Suburban Chicago school among first to teach AP African American Studies class

Suburban Chicago school among first to teach AP African American Studies class

CHICAGO (CBS) – A high school in suburban Oak Park is making history by being the first in the state to offer a new Advanced Placement African American Studies course

The AP program at Oak Park and River Forest High School gives high school students an opportunity to take a college-level course before graduating. The program offers 38 subjects, including English literature and composition, U.S. government and politics, statistics, and art history.

However, the African American Studies course at Oak Park River Forest High School is a first of its kind.

"We are actually one of the pilot schools for the AP program, period," said Tyrone Williams, a teacher at OPRF.

Williams teaches the course at the school, the first high school in the entire state to pilot the program. So far, it's been a hit with students.

"This history is so important, and it's hard to imagine not having the opportunity to learn it," said junior Zoie Segbawu.

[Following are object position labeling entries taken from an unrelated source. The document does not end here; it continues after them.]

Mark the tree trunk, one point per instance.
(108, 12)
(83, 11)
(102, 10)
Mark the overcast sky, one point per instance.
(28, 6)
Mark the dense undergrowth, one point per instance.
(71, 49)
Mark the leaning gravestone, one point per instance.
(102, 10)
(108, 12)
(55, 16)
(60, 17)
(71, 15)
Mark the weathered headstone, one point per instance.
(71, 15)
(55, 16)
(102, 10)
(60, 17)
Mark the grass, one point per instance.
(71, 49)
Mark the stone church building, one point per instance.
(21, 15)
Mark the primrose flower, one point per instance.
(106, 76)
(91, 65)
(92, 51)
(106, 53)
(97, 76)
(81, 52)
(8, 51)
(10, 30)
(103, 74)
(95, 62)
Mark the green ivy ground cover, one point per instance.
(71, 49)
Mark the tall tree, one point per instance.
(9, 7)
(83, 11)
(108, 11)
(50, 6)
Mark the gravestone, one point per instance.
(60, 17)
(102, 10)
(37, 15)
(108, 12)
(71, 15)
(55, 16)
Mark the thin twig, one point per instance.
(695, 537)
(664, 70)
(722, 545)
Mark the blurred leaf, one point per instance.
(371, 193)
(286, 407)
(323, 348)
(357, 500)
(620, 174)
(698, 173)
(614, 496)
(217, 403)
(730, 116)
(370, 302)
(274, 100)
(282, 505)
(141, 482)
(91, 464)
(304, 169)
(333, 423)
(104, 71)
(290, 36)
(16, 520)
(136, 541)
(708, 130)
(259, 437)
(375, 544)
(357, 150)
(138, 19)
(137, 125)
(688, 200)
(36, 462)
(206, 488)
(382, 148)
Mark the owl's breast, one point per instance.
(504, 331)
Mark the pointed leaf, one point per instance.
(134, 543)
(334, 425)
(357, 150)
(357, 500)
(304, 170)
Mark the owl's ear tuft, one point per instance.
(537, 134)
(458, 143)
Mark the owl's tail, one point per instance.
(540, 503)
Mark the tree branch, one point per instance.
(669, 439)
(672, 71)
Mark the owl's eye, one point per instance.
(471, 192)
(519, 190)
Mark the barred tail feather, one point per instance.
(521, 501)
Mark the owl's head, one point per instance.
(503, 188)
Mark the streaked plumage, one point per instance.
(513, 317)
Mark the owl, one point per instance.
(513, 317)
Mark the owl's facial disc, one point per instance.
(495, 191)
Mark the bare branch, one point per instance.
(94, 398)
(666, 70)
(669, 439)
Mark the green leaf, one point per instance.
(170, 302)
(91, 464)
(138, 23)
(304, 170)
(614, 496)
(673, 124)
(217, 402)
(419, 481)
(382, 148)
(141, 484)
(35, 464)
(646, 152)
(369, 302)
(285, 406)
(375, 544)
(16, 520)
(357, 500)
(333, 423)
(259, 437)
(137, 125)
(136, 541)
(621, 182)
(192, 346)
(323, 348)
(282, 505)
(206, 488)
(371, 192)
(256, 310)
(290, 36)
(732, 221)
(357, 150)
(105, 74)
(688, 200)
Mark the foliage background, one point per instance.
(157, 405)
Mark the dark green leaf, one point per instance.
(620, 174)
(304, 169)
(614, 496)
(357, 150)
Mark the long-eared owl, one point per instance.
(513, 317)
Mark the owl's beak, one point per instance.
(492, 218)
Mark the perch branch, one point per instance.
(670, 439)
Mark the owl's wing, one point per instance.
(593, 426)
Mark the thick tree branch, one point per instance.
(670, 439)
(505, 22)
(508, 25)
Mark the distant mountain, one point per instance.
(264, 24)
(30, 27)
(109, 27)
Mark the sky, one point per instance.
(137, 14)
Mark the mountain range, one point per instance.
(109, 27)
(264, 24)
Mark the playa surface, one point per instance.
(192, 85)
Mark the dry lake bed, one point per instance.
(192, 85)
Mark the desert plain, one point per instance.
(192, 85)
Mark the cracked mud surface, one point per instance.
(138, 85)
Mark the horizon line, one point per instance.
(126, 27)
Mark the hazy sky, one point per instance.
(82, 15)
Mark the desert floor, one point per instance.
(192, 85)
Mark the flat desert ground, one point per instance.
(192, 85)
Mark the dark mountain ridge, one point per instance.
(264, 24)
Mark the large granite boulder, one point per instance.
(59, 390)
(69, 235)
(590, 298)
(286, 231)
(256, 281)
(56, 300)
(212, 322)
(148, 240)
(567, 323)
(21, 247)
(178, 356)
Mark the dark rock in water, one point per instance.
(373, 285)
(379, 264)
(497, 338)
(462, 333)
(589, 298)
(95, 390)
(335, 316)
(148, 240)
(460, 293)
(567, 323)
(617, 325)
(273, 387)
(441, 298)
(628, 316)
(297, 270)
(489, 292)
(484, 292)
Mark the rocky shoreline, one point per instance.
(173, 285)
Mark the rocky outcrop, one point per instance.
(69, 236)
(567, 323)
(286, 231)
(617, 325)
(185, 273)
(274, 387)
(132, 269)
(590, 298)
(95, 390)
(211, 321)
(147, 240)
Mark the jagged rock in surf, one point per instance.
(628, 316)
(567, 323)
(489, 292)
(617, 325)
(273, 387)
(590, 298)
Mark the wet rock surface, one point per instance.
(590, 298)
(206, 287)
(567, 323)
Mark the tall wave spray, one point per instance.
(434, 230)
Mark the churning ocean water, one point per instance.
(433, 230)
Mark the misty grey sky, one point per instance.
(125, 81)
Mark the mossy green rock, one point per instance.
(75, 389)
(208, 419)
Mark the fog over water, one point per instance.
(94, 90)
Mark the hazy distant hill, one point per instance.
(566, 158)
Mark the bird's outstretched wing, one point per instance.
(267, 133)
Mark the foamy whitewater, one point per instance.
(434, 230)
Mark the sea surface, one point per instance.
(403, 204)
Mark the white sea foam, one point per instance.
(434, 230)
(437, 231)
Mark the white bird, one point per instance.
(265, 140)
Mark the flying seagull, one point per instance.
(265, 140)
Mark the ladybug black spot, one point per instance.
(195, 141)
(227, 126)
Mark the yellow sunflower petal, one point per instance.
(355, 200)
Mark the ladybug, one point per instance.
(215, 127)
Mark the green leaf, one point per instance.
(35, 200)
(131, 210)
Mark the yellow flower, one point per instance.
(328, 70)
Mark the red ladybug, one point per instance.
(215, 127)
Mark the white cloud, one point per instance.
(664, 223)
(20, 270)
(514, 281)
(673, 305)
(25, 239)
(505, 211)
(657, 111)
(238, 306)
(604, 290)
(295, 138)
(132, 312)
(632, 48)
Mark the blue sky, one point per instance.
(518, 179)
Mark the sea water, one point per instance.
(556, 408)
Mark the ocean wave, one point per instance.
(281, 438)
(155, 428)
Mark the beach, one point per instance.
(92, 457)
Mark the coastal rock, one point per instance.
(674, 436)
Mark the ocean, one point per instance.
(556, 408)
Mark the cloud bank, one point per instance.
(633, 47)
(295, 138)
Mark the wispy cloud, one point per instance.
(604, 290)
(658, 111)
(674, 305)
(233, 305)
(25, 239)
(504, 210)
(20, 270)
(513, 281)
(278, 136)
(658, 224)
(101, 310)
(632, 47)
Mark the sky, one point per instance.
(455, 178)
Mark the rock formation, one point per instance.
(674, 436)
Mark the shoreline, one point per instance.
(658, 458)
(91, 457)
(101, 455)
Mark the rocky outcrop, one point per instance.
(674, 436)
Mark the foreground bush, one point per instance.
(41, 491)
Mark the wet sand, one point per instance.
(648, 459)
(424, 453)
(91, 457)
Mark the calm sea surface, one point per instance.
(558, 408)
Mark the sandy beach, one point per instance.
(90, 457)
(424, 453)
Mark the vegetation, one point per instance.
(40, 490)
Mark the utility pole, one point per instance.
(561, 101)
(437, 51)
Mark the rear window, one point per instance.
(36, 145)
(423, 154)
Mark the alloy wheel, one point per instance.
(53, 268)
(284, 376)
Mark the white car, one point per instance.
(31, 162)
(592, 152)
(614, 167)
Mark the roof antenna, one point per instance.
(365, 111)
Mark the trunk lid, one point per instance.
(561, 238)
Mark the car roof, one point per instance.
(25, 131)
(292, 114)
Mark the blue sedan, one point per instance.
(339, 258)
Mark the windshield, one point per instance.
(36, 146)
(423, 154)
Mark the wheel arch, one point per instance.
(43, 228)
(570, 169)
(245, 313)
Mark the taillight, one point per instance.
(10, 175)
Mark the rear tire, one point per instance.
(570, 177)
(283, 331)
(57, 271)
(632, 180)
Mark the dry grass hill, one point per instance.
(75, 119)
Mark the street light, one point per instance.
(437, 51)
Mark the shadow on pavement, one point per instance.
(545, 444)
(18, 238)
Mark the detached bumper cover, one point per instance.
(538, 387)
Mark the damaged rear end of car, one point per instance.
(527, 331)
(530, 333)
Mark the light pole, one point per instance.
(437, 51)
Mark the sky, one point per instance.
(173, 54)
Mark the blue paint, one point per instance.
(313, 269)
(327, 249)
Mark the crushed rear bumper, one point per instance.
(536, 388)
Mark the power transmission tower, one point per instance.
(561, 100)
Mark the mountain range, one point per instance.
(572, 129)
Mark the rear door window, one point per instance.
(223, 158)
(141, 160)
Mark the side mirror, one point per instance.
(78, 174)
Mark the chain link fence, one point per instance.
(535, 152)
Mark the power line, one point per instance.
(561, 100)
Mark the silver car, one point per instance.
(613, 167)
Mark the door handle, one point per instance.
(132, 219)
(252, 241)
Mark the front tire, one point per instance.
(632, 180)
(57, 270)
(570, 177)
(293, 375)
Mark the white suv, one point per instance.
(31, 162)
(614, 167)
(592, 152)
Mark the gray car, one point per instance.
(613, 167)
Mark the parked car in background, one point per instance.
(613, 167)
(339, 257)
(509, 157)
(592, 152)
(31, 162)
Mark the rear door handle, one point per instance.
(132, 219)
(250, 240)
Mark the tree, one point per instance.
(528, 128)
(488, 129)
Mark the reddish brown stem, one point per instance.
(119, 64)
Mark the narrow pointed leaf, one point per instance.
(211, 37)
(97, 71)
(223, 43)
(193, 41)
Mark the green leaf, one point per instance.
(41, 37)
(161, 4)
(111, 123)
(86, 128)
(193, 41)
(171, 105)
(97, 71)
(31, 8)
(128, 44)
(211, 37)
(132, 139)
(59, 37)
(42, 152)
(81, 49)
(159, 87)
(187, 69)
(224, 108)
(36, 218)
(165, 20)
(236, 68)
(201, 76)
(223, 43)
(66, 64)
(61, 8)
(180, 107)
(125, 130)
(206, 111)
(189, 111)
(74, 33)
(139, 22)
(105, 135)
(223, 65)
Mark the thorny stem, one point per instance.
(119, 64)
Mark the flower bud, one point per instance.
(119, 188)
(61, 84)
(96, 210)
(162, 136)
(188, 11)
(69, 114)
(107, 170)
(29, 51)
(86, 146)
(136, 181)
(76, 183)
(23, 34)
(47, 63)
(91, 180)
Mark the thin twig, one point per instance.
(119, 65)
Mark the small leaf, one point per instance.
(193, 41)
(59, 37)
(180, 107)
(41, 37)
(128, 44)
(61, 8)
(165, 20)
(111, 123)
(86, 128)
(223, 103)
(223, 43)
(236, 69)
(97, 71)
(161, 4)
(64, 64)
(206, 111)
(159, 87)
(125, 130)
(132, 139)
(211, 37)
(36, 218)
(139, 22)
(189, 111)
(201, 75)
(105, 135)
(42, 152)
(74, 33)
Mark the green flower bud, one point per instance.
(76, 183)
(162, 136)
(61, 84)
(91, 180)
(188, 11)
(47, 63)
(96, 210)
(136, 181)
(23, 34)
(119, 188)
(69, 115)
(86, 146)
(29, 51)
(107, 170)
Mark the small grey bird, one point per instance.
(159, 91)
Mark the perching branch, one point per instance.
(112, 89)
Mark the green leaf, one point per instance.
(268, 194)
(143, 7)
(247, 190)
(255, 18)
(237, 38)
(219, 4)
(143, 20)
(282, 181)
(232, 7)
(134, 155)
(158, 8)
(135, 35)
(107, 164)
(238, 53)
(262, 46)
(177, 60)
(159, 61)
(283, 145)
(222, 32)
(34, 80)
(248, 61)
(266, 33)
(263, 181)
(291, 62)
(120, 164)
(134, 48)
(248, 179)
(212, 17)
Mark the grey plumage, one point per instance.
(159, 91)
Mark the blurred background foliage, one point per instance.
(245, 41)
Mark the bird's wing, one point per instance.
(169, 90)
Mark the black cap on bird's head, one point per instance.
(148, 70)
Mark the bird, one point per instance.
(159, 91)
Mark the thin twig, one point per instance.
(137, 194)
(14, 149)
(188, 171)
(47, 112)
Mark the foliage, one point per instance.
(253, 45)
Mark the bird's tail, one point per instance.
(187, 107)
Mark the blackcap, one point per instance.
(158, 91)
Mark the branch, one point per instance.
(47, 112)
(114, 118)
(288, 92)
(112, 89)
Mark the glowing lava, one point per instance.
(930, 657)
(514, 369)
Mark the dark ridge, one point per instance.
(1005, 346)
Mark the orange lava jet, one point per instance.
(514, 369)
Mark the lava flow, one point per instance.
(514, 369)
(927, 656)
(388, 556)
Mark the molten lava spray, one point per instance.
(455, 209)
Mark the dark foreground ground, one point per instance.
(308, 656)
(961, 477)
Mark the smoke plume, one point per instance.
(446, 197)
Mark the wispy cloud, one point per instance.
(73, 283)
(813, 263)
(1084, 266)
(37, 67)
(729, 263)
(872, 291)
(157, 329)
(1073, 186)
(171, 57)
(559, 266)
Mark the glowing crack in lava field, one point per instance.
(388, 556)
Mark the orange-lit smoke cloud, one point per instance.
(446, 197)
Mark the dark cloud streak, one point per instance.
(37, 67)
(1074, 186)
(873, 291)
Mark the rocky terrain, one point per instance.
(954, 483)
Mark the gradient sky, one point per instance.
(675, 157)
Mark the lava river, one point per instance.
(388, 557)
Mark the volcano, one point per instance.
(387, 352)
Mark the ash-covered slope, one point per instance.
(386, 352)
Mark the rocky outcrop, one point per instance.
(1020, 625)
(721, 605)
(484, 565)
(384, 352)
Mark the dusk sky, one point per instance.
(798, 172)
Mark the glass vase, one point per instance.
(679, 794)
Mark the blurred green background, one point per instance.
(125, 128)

Langston Short, another junior, added, "I think it's a really entertaining class because history classes will teach you a lot about African Americans and where it originated and how we got to America, but what I really appreciate about this class is how it goes into depth about where it happened, how it happened, when it happened, with who it happened."

OPRF was one of only 60 high schools nationwide chosen to be a part of the College Board's national rollout of the new course.

"I always forget this isn't just the normal class for everyone in the country because I don't know, it feels like that, even though it's new, it feels like a class that should have been here before, like before this time," said senior Elise Borel.

Williams, who addresses his students by calling them "scholars," praised their performance in the classroom.

"They amaze me," he said. "I mean, the way they show up every single day prepared and ready to go, there's no other way for me to do it."

The College Board's course is divided into four units: Origins of African Diaspora; Freedom, Enslavement and Resistance; The Practice of Freedom; and Movements and Debates.

"We've gone through the history of Ethiopia, places like that, and how the movement of the people in those areas," said junior Andre Stanton.

The curriculum also includes lessons on Black queer studies, reparations, and movements like Black Lives Matter. Such content was rejected by Florida's Education Department.

"The reality is, our young people, they want to have a luxury that those folks that are pushing a consensus agenda," Williams said.

More than a year ago, Florida Gov. Ron DeSantis defended his decision to block a high school AP course on African American Studies. He said the course's inclusion of lessons on Black queer theory and the prison abolition movement didn't meet the state's standards.

"Whether people want to support it or not, we have to connect meaningful in this country in order to move our democracy along," Williams said.

School officials said they feel confident the AP African American Studies class will be offered next year.

"People should know that this class is relevant to their history, whether they think it or not," said Segbawu. "But African American history is everyone's history."

The school's superintendent believes hundreds of other local schools will implement AP African American Studies in the coming school year.